By 1979 Codd was effectively requiring all attributes to be defined on simple domains and focusing on 1NF relations. Attributes defined on non-simple RVDs were never prohibited by the RDM, but should generally be avoided without a strong specific justification and confidence that atomicity will not be subverted and undesirable non-relational consequences introduced.

Had Codd based RDM on SOPL, it is doubtful that we would have had even SQL -- we would have probably still been messing with prohibitively costly hierarchical and CODASYL (network) DBMSs. Sadly, SQL's poor relational fidelity is responsible for the regress back to those archaic products. But the evolution in Codd's thinking from from SOPL to FOPL in the context of industry's instinct to disregard theory has contributed to confusion.

"All data types NUMERIC, TEXT, DATE or even BLOB can be treated as atomic. It should be only sets and relations which are not." --What is the actual definition of First Normal Form (1NF)
Well, maybe, but only if the power of SOPL justifies its complications (the misconceptions that sets/relations are the only exception reveals that relational atomicity is not understood).
"... Like character strings, sets do have some internal structure [that's sometimes] convenient to ignore for certain purposes ... if character strings are atomic then sets must be so, too." --C. J. Date
Well, treating values of non-simple domains as atomic without taking into account components meaningful to users renders FOPL insufficient and incurs the integrity complications of SOPL, without the benefit of its expressive power.

1NF Defined


The last quote views atomicity as an intrinsic property of data to be "discovered", when, as we have seen in Part 1, it is a database design choice enshrined in domain definitions that should be consistent with data use by applications. So here is a precise 1NF definition:

A relation is in 1NF if all attributes are defined on simple domains that have no components meaningful to users.
If any is implicit and hidden from the DBMS in violation of the IP, the design is not consistent with the intended data use by applications and there is no 1NF and, therefore, no relation.

Note: As already mentioned, 1NF is insufficient -- a relation must be in 5NF by definition.
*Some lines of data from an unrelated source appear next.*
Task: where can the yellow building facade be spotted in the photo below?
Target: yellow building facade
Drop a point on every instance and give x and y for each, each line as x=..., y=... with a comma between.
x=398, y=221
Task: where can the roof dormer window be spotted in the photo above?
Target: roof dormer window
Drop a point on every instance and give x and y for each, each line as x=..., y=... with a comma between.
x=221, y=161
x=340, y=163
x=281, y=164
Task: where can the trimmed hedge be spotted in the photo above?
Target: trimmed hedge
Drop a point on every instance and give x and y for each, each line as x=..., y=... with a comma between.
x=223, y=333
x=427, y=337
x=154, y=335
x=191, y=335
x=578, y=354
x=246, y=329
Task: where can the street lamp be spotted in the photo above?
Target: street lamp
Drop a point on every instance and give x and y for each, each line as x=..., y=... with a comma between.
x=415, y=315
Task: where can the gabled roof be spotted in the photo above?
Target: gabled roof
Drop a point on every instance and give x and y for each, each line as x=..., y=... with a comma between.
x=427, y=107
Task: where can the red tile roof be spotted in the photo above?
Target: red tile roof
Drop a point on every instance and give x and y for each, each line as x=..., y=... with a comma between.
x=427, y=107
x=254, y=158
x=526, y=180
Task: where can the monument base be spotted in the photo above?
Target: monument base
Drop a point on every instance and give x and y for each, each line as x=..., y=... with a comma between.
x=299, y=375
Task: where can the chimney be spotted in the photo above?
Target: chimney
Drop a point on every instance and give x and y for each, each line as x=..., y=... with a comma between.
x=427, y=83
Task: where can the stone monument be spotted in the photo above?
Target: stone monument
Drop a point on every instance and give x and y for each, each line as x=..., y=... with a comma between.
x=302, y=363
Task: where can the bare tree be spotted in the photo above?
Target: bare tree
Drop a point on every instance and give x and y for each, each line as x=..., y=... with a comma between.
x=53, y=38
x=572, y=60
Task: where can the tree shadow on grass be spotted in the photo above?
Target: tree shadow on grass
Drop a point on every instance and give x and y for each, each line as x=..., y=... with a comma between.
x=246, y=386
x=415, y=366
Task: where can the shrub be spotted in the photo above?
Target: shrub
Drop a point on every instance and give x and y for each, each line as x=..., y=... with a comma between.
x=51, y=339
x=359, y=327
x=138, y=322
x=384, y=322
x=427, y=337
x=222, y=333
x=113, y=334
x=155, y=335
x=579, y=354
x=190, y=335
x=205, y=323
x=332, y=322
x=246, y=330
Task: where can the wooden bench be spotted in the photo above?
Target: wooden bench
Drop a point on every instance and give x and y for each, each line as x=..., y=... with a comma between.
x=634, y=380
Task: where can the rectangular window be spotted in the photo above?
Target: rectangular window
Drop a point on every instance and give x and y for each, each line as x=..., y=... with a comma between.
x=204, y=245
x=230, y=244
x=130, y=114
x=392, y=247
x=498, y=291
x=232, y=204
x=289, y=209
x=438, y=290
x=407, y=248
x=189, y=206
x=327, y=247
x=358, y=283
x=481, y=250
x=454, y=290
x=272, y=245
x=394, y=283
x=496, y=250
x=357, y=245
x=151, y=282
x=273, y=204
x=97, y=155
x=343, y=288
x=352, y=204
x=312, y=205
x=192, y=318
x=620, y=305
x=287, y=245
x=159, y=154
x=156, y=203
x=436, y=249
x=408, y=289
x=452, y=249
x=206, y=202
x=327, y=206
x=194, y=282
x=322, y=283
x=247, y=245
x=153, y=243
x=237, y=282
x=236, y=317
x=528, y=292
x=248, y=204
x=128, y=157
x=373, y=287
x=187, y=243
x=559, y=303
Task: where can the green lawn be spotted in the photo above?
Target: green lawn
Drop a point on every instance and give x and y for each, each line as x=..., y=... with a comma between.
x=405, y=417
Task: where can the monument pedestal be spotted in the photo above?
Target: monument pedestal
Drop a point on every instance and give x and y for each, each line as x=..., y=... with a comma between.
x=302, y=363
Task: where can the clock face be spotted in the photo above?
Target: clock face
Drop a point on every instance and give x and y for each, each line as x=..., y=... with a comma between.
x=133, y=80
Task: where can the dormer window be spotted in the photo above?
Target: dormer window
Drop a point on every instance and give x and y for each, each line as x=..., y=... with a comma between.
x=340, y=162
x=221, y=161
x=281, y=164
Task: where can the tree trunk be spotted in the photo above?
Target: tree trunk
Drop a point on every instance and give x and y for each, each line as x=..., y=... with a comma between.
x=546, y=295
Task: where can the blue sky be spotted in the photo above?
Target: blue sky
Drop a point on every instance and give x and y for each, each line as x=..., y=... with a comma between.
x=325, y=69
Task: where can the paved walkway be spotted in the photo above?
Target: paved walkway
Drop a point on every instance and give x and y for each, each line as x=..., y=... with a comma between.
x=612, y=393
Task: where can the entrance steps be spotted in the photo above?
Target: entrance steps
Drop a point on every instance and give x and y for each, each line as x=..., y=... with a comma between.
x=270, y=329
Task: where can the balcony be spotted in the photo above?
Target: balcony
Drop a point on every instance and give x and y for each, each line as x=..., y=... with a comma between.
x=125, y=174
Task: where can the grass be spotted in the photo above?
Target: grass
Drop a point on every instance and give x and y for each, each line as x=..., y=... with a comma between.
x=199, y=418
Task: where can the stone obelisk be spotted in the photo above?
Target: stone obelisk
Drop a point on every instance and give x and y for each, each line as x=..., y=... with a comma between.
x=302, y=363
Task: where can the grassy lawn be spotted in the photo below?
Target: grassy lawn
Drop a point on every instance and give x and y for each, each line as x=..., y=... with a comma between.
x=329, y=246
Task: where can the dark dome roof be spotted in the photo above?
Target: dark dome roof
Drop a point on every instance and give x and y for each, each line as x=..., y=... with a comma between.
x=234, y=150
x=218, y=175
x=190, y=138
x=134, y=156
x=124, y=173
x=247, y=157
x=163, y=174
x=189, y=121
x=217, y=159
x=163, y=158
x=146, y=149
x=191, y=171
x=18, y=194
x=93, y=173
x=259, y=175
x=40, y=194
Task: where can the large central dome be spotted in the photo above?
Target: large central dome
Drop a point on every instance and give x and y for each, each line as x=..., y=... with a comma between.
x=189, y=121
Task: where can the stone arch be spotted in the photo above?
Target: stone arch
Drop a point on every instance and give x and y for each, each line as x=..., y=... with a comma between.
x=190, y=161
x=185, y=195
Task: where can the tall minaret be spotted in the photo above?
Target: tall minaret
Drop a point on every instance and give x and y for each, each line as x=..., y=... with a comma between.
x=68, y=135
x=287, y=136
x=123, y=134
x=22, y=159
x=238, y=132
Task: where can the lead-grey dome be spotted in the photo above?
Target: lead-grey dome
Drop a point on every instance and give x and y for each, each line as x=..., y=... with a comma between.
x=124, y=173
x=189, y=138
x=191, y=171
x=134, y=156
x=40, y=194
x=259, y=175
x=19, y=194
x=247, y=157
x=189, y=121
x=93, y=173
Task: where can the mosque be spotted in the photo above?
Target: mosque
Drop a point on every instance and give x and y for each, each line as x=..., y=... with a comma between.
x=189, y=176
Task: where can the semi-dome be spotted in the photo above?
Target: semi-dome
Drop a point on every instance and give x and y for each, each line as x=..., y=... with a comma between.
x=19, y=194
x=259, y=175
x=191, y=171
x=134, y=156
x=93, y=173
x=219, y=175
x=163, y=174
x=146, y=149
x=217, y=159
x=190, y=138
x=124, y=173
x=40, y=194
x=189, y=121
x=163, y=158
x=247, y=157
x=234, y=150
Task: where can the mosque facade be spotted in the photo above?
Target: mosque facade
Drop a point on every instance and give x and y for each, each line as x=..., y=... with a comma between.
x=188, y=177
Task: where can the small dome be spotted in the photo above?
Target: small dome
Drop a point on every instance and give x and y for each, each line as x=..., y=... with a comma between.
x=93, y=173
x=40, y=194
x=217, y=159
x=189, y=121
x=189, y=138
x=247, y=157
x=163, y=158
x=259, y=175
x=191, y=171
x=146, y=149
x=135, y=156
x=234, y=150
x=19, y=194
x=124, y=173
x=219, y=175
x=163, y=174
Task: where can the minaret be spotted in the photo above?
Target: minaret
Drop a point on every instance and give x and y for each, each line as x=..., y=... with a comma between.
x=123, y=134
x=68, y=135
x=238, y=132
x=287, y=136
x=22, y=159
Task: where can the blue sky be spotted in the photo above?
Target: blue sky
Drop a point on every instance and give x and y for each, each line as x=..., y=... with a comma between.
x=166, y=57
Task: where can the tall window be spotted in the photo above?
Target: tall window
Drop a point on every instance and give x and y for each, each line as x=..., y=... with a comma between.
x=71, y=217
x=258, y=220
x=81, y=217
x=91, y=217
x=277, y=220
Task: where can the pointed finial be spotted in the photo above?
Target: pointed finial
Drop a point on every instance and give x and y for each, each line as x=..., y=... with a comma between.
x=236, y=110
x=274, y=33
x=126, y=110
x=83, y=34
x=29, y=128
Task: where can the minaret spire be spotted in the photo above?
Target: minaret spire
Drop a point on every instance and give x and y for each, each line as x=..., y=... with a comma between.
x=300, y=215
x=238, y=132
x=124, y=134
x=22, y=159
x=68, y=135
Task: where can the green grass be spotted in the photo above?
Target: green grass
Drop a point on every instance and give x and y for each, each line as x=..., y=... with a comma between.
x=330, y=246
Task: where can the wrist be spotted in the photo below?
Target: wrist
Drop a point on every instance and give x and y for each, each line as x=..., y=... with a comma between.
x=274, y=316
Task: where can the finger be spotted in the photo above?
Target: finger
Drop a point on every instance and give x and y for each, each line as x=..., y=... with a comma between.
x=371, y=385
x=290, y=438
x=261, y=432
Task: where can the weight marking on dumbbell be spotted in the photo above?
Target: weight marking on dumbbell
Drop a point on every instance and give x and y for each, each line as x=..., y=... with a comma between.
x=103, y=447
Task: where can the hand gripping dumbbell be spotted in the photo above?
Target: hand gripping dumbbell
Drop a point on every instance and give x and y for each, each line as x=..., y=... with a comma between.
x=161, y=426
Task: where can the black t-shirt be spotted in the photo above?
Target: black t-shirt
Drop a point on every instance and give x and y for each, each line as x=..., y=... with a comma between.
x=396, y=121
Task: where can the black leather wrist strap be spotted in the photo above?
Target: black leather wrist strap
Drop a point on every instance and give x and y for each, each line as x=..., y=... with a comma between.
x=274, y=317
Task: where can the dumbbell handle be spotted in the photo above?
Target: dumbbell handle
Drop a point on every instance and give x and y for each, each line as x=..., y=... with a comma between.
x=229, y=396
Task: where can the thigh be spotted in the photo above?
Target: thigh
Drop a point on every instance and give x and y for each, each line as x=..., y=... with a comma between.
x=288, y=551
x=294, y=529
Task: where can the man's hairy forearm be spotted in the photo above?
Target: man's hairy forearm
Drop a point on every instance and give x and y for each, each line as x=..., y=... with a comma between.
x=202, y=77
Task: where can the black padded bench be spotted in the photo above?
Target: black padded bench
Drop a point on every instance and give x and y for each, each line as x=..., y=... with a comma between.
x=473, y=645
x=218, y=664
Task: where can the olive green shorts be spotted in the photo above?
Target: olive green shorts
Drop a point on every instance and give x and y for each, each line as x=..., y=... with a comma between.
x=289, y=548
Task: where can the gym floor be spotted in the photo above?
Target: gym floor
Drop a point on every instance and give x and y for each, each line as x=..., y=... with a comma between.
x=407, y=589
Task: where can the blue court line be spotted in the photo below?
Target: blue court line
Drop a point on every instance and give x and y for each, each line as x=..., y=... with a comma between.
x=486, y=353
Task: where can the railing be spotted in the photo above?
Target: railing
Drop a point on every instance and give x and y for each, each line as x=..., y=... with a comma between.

For 1NF enforcement, see Part 3.


References

[1] McGoveran, D., LOGIC FOR SERIOUS DATABASE FOLK, forthcoming.

[2] Codd, E. F., Derivability, Redundancy and Consistency of Relations Stored in Large Data Banks. IBM Research Report, San Jose, California RJ599 (1969).

[3] Codd, E. F., A Relational Model of Data for Large Shared Data Banks, Commun. ACM 13(6): 377-387 (1970)

[4] Codd, E. F., Further Normalization of the Data Base Relational Model, IBM Research Report, San Jose, California RJ909 (1971).

[5] Codd, E. F., Normalized Data Base Structure: A Brief Tutorial, IBM Research Report, San Jose, California RJ935 (1971).

[6] Pascal, F., The Interpretation and Representation of Database Relations V.1 (April 2017).